There are practical trade-offs too. Adults are more likely to have existing dental work like crowns, bridges, or missing teeth that complicate treatment planning. Gum disease, which is more common with age, needs to be under control before braces go on. These aren’t dealbreakers, but they can add steps and time to the process.
The Psychological Side
Motivation looks different at different ages. A study published in the American Journal of Orthodontics and Dentofacial Orthopedics found that adults experience a greater negative psychosocial impact from crooked teeth than children do. Adults are more aware of how their teeth affect their appearance and oral function, and that awareness tends to make them highly motivated patients who follow instructions carefully.
Children and teens, on the other hand, may not care much about their teeth yet, which can make compliance with rubber bands, retainers, and oral hygiene more of a battle. But the biological advantages of youth often compensate for less-than-perfect cooperation. For adults, strong motivation is a genuine asset that helps offset the slower biology.
Insurance and Cost Differences
Dental insurance treats children and adults differently when it comes to orthodontics. Children’s dental plans available through the health insurance marketplace cover orthodontic care for kids under 19, though coverage is generally limited to cases involving functional problems like difficulty chewing or speaking.

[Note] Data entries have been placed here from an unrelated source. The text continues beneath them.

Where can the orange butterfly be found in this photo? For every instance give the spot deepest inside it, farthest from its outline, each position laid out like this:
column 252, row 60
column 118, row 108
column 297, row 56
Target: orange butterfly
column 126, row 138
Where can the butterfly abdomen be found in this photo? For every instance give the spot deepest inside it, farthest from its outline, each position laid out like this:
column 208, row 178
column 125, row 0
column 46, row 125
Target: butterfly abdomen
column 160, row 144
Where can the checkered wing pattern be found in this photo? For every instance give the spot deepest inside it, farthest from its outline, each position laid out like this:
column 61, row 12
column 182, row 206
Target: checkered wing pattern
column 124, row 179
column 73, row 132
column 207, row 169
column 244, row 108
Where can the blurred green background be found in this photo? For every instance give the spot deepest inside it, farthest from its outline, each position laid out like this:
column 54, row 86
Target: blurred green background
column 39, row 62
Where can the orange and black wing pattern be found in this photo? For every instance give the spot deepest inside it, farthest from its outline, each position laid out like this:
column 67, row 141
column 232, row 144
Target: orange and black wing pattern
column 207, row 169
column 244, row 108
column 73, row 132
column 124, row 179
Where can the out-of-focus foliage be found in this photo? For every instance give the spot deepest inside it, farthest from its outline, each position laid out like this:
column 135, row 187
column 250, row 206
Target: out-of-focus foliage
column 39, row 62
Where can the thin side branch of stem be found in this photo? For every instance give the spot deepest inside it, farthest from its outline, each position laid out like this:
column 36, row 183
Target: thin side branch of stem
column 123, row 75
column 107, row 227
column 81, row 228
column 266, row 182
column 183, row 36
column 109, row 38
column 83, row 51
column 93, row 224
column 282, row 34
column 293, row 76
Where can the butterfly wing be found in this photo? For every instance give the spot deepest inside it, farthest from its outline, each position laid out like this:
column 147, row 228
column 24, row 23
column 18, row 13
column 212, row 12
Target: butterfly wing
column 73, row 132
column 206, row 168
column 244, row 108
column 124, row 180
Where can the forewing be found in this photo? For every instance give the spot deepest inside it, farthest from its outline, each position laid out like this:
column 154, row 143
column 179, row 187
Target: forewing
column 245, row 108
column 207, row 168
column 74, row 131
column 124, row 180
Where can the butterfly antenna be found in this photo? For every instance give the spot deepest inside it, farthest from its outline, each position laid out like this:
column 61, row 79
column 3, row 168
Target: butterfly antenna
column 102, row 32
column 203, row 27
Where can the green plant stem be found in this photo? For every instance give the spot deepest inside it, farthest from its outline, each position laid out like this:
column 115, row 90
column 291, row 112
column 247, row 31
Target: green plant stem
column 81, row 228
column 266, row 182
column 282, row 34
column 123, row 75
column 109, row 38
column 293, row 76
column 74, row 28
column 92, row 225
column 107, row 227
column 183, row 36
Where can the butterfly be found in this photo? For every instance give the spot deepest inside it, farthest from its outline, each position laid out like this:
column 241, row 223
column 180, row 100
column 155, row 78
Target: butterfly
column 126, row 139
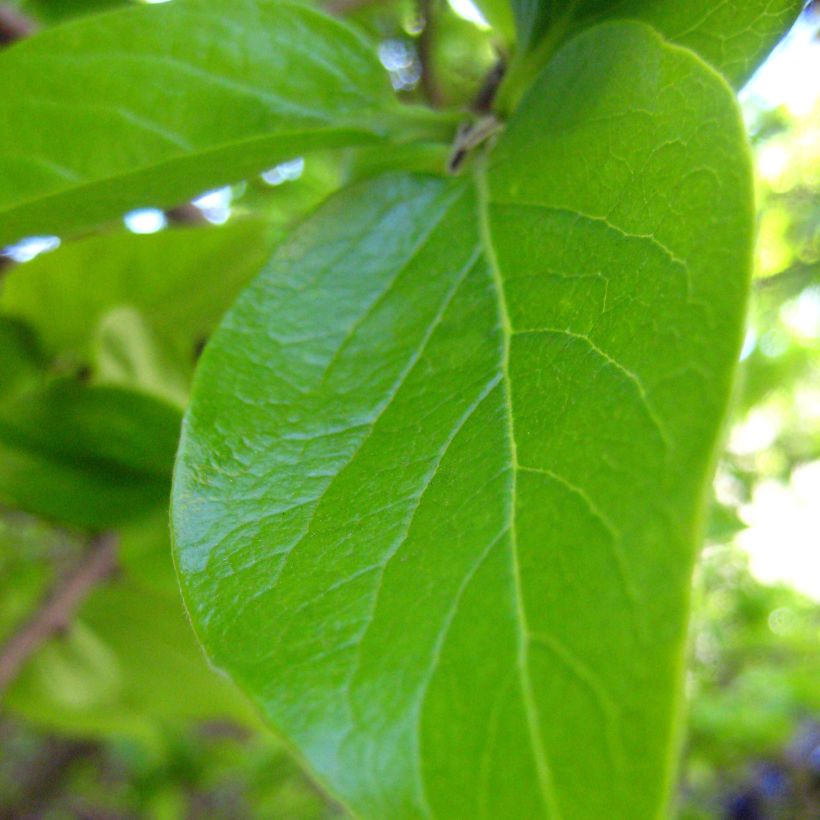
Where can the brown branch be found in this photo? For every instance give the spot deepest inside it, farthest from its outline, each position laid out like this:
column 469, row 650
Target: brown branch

After age 19, you’ll need an adult dental plan, and orthodontic coverage for adults is less common and often comes with lower benefit caps.

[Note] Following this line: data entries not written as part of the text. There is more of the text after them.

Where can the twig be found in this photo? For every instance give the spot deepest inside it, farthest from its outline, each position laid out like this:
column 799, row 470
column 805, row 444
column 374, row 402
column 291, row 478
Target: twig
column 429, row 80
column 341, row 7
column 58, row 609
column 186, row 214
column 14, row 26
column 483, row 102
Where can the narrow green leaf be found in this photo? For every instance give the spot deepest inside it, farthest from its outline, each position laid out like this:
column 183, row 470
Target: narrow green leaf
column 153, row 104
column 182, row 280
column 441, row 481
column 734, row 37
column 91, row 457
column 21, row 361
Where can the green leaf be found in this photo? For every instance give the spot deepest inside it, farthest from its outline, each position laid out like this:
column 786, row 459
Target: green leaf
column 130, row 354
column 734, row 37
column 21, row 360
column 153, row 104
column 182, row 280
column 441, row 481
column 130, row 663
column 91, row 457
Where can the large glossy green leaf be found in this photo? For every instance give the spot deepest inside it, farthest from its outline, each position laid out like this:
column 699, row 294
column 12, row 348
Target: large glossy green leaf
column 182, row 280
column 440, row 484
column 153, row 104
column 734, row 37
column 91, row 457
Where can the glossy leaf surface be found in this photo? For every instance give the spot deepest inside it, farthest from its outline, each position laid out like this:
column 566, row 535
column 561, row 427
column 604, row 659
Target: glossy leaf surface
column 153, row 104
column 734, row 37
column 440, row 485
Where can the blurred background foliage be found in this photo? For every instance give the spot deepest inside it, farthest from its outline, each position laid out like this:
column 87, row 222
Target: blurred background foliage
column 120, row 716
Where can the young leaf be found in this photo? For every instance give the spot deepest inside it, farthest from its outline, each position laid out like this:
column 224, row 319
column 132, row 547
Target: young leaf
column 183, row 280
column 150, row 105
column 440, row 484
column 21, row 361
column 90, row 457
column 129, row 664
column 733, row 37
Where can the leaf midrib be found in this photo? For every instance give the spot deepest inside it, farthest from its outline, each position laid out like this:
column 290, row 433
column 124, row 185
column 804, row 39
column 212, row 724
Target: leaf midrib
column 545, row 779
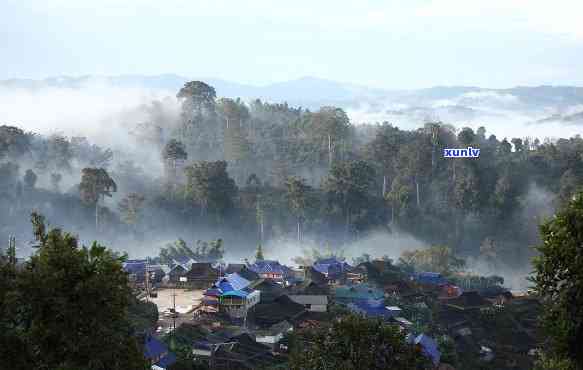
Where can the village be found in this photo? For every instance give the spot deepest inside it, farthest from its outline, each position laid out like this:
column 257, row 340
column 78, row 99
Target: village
column 241, row 315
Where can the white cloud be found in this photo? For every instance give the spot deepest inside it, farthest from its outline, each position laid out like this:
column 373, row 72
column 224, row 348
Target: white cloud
column 560, row 17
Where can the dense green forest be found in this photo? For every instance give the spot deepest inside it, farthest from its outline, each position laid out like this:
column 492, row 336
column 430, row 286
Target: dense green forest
column 255, row 172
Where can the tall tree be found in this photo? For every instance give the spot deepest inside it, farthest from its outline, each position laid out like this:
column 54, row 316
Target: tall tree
column 68, row 308
column 209, row 185
column 131, row 207
column 174, row 154
column 29, row 179
column 298, row 193
column 96, row 184
column 558, row 280
column 259, row 253
column 55, row 181
column 349, row 184
column 354, row 342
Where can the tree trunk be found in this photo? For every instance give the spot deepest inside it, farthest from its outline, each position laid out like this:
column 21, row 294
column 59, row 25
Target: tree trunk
column 417, row 192
column 299, row 232
column 329, row 151
column 97, row 215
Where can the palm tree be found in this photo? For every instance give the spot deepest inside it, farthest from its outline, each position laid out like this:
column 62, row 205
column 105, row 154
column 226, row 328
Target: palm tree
column 96, row 184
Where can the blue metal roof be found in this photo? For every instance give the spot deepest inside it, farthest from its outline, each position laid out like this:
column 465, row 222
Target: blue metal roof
column 429, row 347
column 167, row 360
column 154, row 348
column 236, row 293
column 373, row 310
column 267, row 266
column 433, row 278
column 330, row 266
column 134, row 266
column 232, row 281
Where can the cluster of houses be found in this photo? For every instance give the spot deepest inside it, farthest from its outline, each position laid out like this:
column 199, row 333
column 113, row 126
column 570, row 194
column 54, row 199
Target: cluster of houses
column 248, row 308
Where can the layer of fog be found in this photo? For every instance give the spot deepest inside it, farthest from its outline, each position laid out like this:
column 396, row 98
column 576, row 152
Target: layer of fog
column 503, row 115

Dental plans are also allowed to set lifetime maximum dollar amounts for coverage, unlike medical insurance plans under the Affordable Care Act. This means even with insurance, a significant portion of treatment cost may come out of pocket, and that gap tends to be larger for adults. Getting treatment during childhood, when insurance options are broader and jaw corrections can be done without surgery, is often the more cost-effective path.
The Bottom Line on Timing
For jaw-related problems, crossbites, and severe crowding, younger is clearly better. These issues are easier, faster, and less expensive to fix while the bones are still growing. For straightforward tooth alignment, the ideal window is the early teen years when most permanent teeth are in and biology is still on your side. Adults get great results too, but should expect longer treatment, longer retention, and potentially higher costs. Whatever your age, the single best move is getting an evaluation sooner rather than later, since the options only narrow with time.